There was no set to speak of, and the sum total of furniture and props consisted almost entirely of a table, a tray, and a mismatched set of chairs. (One wag at intermission insisted there was no scenery because it had all been chewed.) Everything, from the oft-played piano to teacups and letters, was mimed. Even clothing got into the act. In one notable scene, Elizabeth reads a from an imaginary piece of paper and then mimes slipping it into a non-existent pocket on her costume. 

The many major locations and settings in the story were also left to our imagination, abetted by lighting changes (Niclas R. Olsen), rearranged furniture, and the dialog itself. While the minimalism of the scenic design worked well for the space, it may leave those unfamiliar with the story a little puzzled about where they find the characters in a given scene.

Costumes (Frances Rankos), a challenge to be sure, were mostly impressive with occasional gusts of anachronism. If you keep your eyes centered and avoid looking too closely at the hats and shoes, you’ll be fine. Music, consisting largely of necessary piano playing, fitted nicely and was well chosen.   

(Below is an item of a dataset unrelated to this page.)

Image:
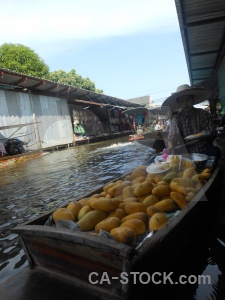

I’m sure that for many, this is a delightful indulgence; a chance to wallow in the genteel world of the Regency era without wading through the occasionally tedious novel. Pride and Prejudice is perhaps the standard bearer of what Oscar Wilde sneeringly called “the three volume novel,” and like all classics, is something everyone should experience, perhaps more than once. With its upbeat pacing and overt humor, this may be just the version you’d most like indulging in.